Vessel-encoded ASL can produce vessel-selective cerebral angiograms, but to separate blood from multiple arteries more images are needed than for standard ASL angiography, which increases scan time. Angiograms are however well suited for under-sampling and compressed sensing reconstruction because of their high intrinsic sparsity. In this work we demonstrate in-vivo that vessel-selective angiograms allow for higher acceleration factors, yielding comparable image quality to conventional angiography with matched scan time using 2D and 3D time-resolved golden angle radial acquisitions. With this optimised acquisition and reconstruction method, scan time of the 3D case can be reduced from 8:35 hours to ~5 minutes.
Arterial spin labelling (ASL) angiography is a non-invasive method for obtaining information about cerebral blood supply1,2. Unlike other angiographic methods, an ASL preparation can be used to create angiograms that show artery specific blood supply. Vessel-encoded (VE) ASL does this in an SNR efficient way3. However, compared with standard ASL, which only requires a single pair of ‘tag’ and ‘control’ images, VE-ASL requires N+1 images, where N is the number of encoded arteries, thus increasing scan time.

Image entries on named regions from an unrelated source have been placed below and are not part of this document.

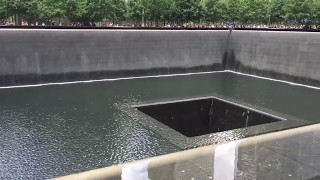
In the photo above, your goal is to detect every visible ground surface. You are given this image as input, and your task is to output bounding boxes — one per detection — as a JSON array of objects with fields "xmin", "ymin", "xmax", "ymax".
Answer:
[{"xmin": 0, "ymin": 72, "xmax": 320, "ymax": 179}]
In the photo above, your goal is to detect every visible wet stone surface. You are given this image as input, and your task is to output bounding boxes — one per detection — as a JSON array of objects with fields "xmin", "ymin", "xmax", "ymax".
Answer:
[{"xmin": 0, "ymin": 73, "xmax": 320, "ymax": 179}]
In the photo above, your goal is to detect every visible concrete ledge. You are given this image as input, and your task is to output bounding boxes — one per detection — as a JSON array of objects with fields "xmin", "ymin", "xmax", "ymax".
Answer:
[
  {"xmin": 231, "ymin": 31, "xmax": 320, "ymax": 85},
  {"xmin": 0, "ymin": 28, "xmax": 320, "ymax": 86},
  {"xmin": 57, "ymin": 124, "xmax": 320, "ymax": 180}
]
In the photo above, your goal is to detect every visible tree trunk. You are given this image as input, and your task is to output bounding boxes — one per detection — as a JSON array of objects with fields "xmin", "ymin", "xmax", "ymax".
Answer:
[{"xmin": 14, "ymin": 14, "xmax": 18, "ymax": 25}]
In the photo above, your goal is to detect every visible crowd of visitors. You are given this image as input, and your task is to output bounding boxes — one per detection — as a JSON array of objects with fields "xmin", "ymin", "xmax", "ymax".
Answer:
[{"xmin": 0, "ymin": 21, "xmax": 320, "ymax": 29}]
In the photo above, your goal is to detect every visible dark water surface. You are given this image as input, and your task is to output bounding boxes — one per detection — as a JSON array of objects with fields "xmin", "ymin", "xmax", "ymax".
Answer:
[{"xmin": 0, "ymin": 72, "xmax": 320, "ymax": 179}]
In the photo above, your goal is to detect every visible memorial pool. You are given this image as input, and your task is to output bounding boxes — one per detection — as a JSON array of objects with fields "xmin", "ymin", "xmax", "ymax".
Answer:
[{"xmin": 0, "ymin": 72, "xmax": 320, "ymax": 179}]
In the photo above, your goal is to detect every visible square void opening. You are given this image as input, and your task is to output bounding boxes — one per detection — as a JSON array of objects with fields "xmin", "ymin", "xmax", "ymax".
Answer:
[{"xmin": 137, "ymin": 98, "xmax": 281, "ymax": 137}]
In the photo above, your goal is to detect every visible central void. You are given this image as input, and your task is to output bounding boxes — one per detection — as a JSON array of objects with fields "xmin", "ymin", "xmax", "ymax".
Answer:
[{"xmin": 137, "ymin": 98, "xmax": 281, "ymax": 137}]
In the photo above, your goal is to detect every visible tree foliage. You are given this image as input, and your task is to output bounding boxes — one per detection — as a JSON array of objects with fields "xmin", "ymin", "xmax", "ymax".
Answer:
[{"xmin": 0, "ymin": 0, "xmax": 320, "ymax": 24}]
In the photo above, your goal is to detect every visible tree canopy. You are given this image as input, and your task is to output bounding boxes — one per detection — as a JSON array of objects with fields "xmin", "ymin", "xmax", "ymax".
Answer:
[{"xmin": 0, "ymin": 0, "xmax": 320, "ymax": 25}]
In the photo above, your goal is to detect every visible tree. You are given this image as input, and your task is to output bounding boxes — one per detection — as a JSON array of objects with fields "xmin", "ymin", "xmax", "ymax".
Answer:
[
  {"xmin": 128, "ymin": 0, "xmax": 147, "ymax": 25},
  {"xmin": 238, "ymin": 0, "xmax": 269, "ymax": 24},
  {"xmin": 105, "ymin": 0, "xmax": 127, "ymax": 24},
  {"xmin": 176, "ymin": 0, "xmax": 204, "ymax": 22},
  {"xmin": 283, "ymin": 0, "xmax": 312, "ymax": 25},
  {"xmin": 268, "ymin": 0, "xmax": 286, "ymax": 24},
  {"xmin": 204, "ymin": 0, "xmax": 219, "ymax": 23},
  {"xmin": 0, "ymin": 0, "xmax": 8, "ymax": 23},
  {"xmin": 312, "ymin": 0, "xmax": 320, "ymax": 25},
  {"xmin": 39, "ymin": 0, "xmax": 66, "ymax": 24}
]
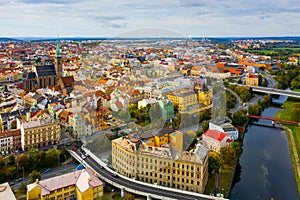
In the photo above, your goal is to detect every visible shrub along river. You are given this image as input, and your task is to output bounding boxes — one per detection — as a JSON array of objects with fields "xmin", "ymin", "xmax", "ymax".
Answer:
[{"xmin": 230, "ymin": 97, "xmax": 299, "ymax": 200}]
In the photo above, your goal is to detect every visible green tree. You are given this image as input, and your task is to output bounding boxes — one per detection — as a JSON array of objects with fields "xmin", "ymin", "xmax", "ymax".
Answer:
[
  {"xmin": 208, "ymin": 151, "xmax": 222, "ymax": 174},
  {"xmin": 28, "ymin": 170, "xmax": 42, "ymax": 183},
  {"xmin": 220, "ymin": 146, "xmax": 238, "ymax": 165},
  {"xmin": 18, "ymin": 182, "xmax": 26, "ymax": 194},
  {"xmin": 202, "ymin": 120, "xmax": 209, "ymax": 132},
  {"xmin": 231, "ymin": 141, "xmax": 242, "ymax": 158},
  {"xmin": 232, "ymin": 110, "xmax": 247, "ymax": 126},
  {"xmin": 291, "ymin": 103, "xmax": 300, "ymax": 122},
  {"xmin": 46, "ymin": 148, "xmax": 59, "ymax": 167},
  {"xmin": 5, "ymin": 166, "xmax": 17, "ymax": 179},
  {"xmin": 16, "ymin": 153, "xmax": 30, "ymax": 169},
  {"xmin": 6, "ymin": 154, "xmax": 16, "ymax": 165}
]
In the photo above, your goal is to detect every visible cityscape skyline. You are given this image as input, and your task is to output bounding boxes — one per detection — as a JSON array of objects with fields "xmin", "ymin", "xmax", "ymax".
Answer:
[{"xmin": 0, "ymin": 0, "xmax": 300, "ymax": 37}]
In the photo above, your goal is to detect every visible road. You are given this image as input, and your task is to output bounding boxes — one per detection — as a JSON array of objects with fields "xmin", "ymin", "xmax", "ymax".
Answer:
[{"xmin": 75, "ymin": 150, "xmax": 223, "ymax": 200}]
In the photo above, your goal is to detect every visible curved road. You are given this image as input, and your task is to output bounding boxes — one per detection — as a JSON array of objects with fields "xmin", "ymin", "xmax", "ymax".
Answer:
[{"xmin": 71, "ymin": 150, "xmax": 220, "ymax": 200}]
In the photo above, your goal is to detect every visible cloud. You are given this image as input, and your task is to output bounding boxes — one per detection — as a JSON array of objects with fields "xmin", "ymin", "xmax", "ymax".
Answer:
[
  {"xmin": 259, "ymin": 15, "xmax": 271, "ymax": 20},
  {"xmin": 22, "ymin": 0, "xmax": 80, "ymax": 4}
]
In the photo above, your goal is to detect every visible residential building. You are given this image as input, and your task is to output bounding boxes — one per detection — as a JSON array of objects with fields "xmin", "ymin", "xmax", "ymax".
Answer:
[
  {"xmin": 168, "ymin": 91, "xmax": 199, "ymax": 113},
  {"xmin": 0, "ymin": 182, "xmax": 16, "ymax": 200},
  {"xmin": 157, "ymin": 98, "xmax": 174, "ymax": 120},
  {"xmin": 0, "ymin": 129, "xmax": 21, "ymax": 152},
  {"xmin": 69, "ymin": 113, "xmax": 92, "ymax": 138},
  {"xmin": 202, "ymin": 130, "xmax": 232, "ymax": 153},
  {"xmin": 24, "ymin": 39, "xmax": 63, "ymax": 90},
  {"xmin": 18, "ymin": 118, "xmax": 60, "ymax": 151},
  {"xmin": 26, "ymin": 169, "xmax": 103, "ymax": 200},
  {"xmin": 197, "ymin": 89, "xmax": 212, "ymax": 106},
  {"xmin": 208, "ymin": 122, "xmax": 239, "ymax": 140},
  {"xmin": 48, "ymin": 102, "xmax": 65, "ymax": 117},
  {"xmin": 112, "ymin": 127, "xmax": 209, "ymax": 193}
]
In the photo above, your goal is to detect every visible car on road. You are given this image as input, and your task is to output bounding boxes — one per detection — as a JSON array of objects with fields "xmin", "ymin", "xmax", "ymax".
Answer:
[
  {"xmin": 71, "ymin": 147, "xmax": 77, "ymax": 151},
  {"xmin": 44, "ymin": 168, "xmax": 51, "ymax": 173}
]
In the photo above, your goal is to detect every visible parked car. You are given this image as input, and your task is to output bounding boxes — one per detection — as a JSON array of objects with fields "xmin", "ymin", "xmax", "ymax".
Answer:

Vessel-encoding increases sparsity in angiograms by separating voxels with non-zero intensity across multiple vessel-specific images. Simulations4,5 have shown that compressed sensing (CS)6,7 reconstructions allow higher acceleration (R factors) for VE than non-VE angiograms because of this increased sparsity. In this work we aim to demonstrate this benefit in-vivo, and present a method for acquisition of dynamic VE-ASL angiograms using both 2D and 3D golden angle radial schemes.
The proposed pulse sequence (figure 1) included a pre-saturation module followed by a 1.0 s vessel-encoded pseudo-continuous ASL pulse train8,9. The right and left internal carotid arteries (RICA, LICA) and the basilar artery (BA) were encoded with a 4-cycle Hadamard encoding3. Following each ASL preparation, data were immediately acquired using either a single slab 2D (50 mm thick) or full 3D spoiled gradient echo radial golden angle readout lasting 1.3 s. After each preparation module 108 spokes in k-space were acquired and these were spread across 12 frames in 2D and 6 in 3D, giving temporal resolutions of 105 ms and 209 ms, respectively. Key imaging parameters were: TE/TR = 5.9/11.6 ms, FA = 7°, voxel size = 1.1 mm in-plane (2D), 1.1 mm isotropic (3D), scan time = 5:26 minutes (2D, fully sampled) and 22:14 minutes (3D, R = 23). A fully Nyquist sampled 3D acquisition would take 8:35 hours (requiring 57,906 spokes per frame for each vessel-encoding cycle).
An iterative reconstruction algorithm (FISTA)10, was used to reconstruct the data in a CS framework using a non-uniform fast Fourier transform11 and coil sensitivity profiles estimated using an adaptive combine approach12. The regularisation factor, 𝜆, was set to optimally weight image sparsity (in the x-t domain) against data consistency.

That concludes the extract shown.